Ödül Alan Raporlar: (26.09.2014)
Belçika’nın Flanders bölgesindeki beton tramvay yollar için standart bir tasarım öneren rapor sunumuyla Flamen toplu taşımacılık şirketi De Lijn’den Filip Flement, en iyi teknik rapor ödülünü almaya hak kazanmıştır.
Kaplama tipi seçimi hakkındaki rapor sunumuyla ACPA’dan Leif Wathne, en iyi pazarlama raporu ödülünü almaya hak kazanmıştır.
SONUÇLAR:
Tüm dünyada asfalt kaplama olarak inşa edilen karayolu şebekeleri, 1960-70 yıllarından itibaren beton yol olarak da imal edilmeye başlamıştır. Amerika ve Avrupa ülkeleri başta olmak üzere pek çok ülkenin uyguladığı beton kaplamalar giderek daha fazla üretim imkânı bulmaktadır. Artan petrol fiyatları ve gelişen teknolojinin etkisiyle asfalt lehine olan fiyat dengesi, ülkemizde olduğu gibi tersine dönmeye başlamıştır. Uzun ömür, geri dönüşüm imkânı, hızlı yapım ve onarım kabiliyeti, düşük aydınlatma ihtiyacı, sürüş konforu, vb. nedenlerle tercih edilen beton kaplama yapımında dikkat edilmesi gereken en önemli husus; hassas ve kaliteli işçilik gereksinimidir. Kayma direncinin azalması ve yüzey çatlakları oluşumu gibi sorunlara karşılık; beton kaplamalarla ilgili farklı çözümler ve uygulamalar sunan çok sayıda araştırma ve faaliyet bulunduğu da görülmüştür.

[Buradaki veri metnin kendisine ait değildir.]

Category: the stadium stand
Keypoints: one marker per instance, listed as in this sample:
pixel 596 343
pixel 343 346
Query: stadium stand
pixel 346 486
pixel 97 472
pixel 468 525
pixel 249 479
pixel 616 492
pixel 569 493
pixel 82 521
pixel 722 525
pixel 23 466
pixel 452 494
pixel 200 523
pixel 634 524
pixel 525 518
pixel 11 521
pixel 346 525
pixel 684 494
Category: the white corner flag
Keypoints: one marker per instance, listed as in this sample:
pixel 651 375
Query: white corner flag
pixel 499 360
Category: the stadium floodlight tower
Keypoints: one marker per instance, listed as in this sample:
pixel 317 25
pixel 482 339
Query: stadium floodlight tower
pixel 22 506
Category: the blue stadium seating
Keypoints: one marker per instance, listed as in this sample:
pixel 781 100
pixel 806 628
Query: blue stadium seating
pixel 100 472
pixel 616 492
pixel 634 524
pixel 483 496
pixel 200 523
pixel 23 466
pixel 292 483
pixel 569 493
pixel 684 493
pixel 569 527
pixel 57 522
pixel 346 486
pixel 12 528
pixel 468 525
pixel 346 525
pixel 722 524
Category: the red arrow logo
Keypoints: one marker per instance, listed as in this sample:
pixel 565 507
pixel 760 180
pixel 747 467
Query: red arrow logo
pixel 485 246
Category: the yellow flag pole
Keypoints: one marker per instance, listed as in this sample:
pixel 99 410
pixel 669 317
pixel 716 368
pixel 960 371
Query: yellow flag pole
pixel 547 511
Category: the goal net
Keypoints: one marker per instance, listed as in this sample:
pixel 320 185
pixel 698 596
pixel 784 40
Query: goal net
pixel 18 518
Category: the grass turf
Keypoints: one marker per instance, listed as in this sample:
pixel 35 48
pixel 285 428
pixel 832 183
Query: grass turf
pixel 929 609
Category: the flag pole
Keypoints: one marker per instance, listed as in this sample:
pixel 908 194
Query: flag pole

Bitümlü sıcak karışım kaplama konusunda büyük tecrübe ve bilgi sahibi olunan ülkemizin beton yol yapımında tek eksiği nitelikli işçilik olarak görülmektedir. Çimento ve hazır beton üretimi ile araç ve ekipman temininde mevcut imkanlar yeterli düzeyde görülmektedir. Tüneller, altgeçitler ve ağır araç park alanları gibi özel teknik koşullara sahip yapılarda kullanımı son derece önemli olan beton kaplamaların teşvik edilmesi gerektiği değerlendirilmektedir. Özellikle tünellerde, yangın güvenliği ve sağlığa zararlı partikül oranının düşük olması nedeniyle beton kaplamanın üstünlükleri bulunmaktadır.
ÖNERİLER:
Güvenlik ve sağlık koşullarının sağlanması maksadıyla tüneller gibi dış ortama kapalı yapılar dahilinde yapılacak yollarda beton kaplama kullanımının zorunlu hale getirilmesinin,
Sıklıkla yeraltı suyunun bulunduğu altgeçitlerde ve ağır tonajlı araç yüklerinden dolayı teker izlerinin oluştuğu araç park yerlerinde, iklim şartlarına göre gerekirse ısıtmalı beton kaplama kullanımının pilot uygulamalar vasıtasıyla tanıtılarak yaygınlaştırılmasının,
Beton yollar konusunda yukarıda getirilen önerileri destekleyecek projeler geliştirilerek, yürütülmesinin,
Karayolları Genel Müdürlüğü başta olmak üzere ilgili kurum ve kuruluşlarca yürütülen beton kaplamalar konusunda bilgi ve deneyim artırıcı projelere Bakanlığımızın paydaş olarak katılım sağlanmasının,
Beton yol konusunda yenilikçi çözümler ve alternatifler sunan, Ar-Ge faaliyetlerine dayalı çalışmaların takip edilmesinin,
Yapım kalitesinin ve işçilik hassasiyetinin sağlanması adına; yüklenici marifetiyle inşa ettirilecek beton yolların belirli bir süre boyunca bakım-onarım sorumluluğunun da yükleniciye verilmesinin yerinde olacağı değerlendirilmektedir.